2. Conflict of interest
(1) Subject to subclause (3), a director who has a direct or indirect pecuniary interest in a proposal before the Board ¾
(a) is to disclose the nature of that interest to the Board as soon as he or she becomes aware of that proposal; and
(b) is not to take part in any deliberation or decision of the Board in respect of that proposal.
(2) Without limiting the generality of subclause (1), a director is to be taken to have a direct or indirect pecuniary interest in a proposal for the purposes of that subclause if his or her near relative has such an interest.
(3) Disclosure is not required under subclause (1) in respect of an interest that ¾
(a) arises because the director concerned or his or her near relative has a shareholding (not being a substantial holding within the meaning of the Corporations Act 2001 of the Commonwealth) in a public company as defined by that Act; and
(b) is shared in common with the other shareholders in the public company referred to in paragraph (a).

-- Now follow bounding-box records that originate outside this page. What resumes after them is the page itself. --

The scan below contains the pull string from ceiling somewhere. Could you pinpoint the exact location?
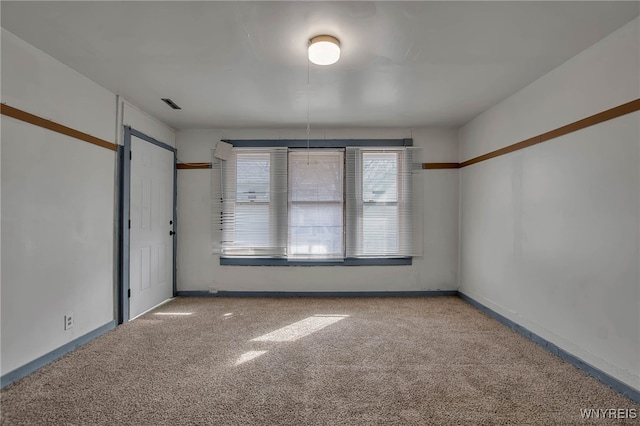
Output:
[307,52,311,166]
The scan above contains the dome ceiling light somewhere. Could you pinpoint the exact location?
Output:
[309,35,340,65]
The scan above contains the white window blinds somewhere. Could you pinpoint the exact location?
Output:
[346,148,422,257]
[214,148,287,257]
[212,147,423,261]
[289,149,344,260]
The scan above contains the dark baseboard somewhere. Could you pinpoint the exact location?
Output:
[176,290,458,297]
[458,292,640,403]
[0,321,116,388]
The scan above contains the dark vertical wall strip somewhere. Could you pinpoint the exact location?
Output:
[118,127,131,324]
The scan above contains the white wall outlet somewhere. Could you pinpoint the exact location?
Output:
[64,312,73,330]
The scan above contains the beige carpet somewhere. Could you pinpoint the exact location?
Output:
[1,297,640,425]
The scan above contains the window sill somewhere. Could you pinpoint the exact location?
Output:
[220,257,413,266]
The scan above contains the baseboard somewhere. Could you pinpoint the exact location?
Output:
[458,292,640,403]
[176,290,458,297]
[0,321,116,389]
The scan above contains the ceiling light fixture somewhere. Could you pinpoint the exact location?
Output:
[309,35,340,65]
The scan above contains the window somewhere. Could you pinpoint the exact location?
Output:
[212,141,422,264]
[288,149,344,260]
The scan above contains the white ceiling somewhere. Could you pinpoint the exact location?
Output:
[0,1,640,129]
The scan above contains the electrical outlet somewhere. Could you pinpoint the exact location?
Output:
[64,312,73,330]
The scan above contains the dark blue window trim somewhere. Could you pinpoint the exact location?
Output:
[224,139,413,148]
[220,257,413,266]
[220,138,413,266]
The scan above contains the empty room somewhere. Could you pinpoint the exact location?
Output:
[0,1,640,425]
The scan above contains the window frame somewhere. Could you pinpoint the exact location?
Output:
[219,139,413,266]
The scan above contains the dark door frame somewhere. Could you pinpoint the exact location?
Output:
[116,126,178,324]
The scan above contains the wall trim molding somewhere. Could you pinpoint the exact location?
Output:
[460,99,640,168]
[176,163,211,170]
[458,291,640,403]
[177,290,458,297]
[0,320,116,389]
[0,103,118,151]
[422,163,460,170]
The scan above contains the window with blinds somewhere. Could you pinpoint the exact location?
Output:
[212,147,422,264]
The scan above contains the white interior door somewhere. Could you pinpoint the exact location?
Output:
[129,135,174,319]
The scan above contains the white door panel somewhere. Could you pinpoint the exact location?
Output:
[129,135,174,318]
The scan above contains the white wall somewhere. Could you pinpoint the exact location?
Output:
[118,96,176,148]
[460,19,640,389]
[177,129,458,292]
[0,30,116,375]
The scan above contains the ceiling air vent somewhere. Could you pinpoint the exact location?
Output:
[162,98,182,109]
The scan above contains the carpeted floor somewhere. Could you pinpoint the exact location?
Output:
[1,297,640,425]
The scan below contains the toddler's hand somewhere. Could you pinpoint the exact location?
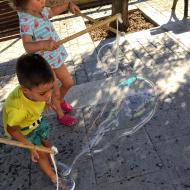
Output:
[69,1,80,14]
[30,150,40,162]
[42,38,59,51]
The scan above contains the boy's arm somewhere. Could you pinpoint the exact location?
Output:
[49,1,80,18]
[7,126,39,162]
[7,126,33,145]
[22,35,59,53]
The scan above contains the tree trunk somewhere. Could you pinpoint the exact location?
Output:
[112,0,129,31]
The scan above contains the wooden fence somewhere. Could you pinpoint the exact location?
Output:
[0,0,111,41]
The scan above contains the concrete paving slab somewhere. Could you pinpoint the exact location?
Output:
[156,135,190,179]
[99,171,175,190]
[0,147,30,190]
[93,129,163,184]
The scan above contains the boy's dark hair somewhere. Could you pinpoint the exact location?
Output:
[16,54,54,89]
[9,0,29,11]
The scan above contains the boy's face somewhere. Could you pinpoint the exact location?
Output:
[22,82,53,102]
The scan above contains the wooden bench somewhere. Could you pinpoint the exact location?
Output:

(4) A disclosure made under this clause is to be recorded in the minutes of the Board.
(5) If a director discloses his or her interest in a proposal under this clause, or his or her interest in a proposal is not such as need be disclosed under this clause, a transaction resulting from the proposal is not liable to be avoided on any ground arising from the fiduciary relationship between the director and the Centre.
3. General duties of directors
(1) A director is at all times required to act honestly and diligently in performing his or her functions under this Act.
(2) A director is not to disclose any information acquired by virtue of the performance of any function of the director unless the disclosure is made ¾
(a) under a legal duty or in connection with the carrying out of this Act; or
(b) for the purposes of any proceedings arising out of this Act or any report of such proceedings.
(3) A director is not to make use of any information acquired by virtue of the performance of his or her functions to gain directly or indirectly an improper advantage for himself or herself or to cause detriment to the Centre.
(4) This clause is in addition to, and not in derogation of, the provisions of section 32.
4. Sanctions for breach of clauses 2 and 3
A director who commits a breach of any provision of clause 2 or 3 ¾
(a) is liable to the Centre for any profit made by him or her or for any damage suffered by the Centre as a result of the breach of that provision; and
(b) commits an offence against this Act and is liable to a fine of $5 000.
5. Court may grant relief to director
(1) If, in any civil proceedings against a director for a breach of any provision of clause 2 or 3, it appears to the court before which those proceedings are brought that the director ¾
(a) is or may be liable in respect of that breach; but
(b) has acted honestly and that, having regard to all the circumstances of the case, the director ought fairly to be excused for that breach,
that court may relieve the director either wholly or partly from liability on such terms as that court thinks fit.
(2) A director who has reason to believe that any claim will or might be made against the director in respect of any breach referred to in subclause (1) may apply to the Supreme Court for relief, and the Supreme Court has the same power to relieve the director as it would have had under subclause (1) if it had been a court before which civil proceedings had been brought against the director for that breach.
(3) When a case to which subclause (1) applies is being tried by a judge with a jury, the judge after hearing the evidence may, if he or she is satisfied that the defendant ought under that subclause to be relieved either wholly or partly from the liability sought to be enforced against the defendant, withdraw the case in whole or in part from the jury and forthwith direct judgment to be entered for the defendant on such terms concerning costs or otherwise as the judge thinks proper.
The provisions of this Part are in addition to and not in derogation of any other law relating to the duty or liability of the holder of a public office.
[Schedule 1 amended by No. 10 of 2001 s.155; No. 3 of 2002 s.59.]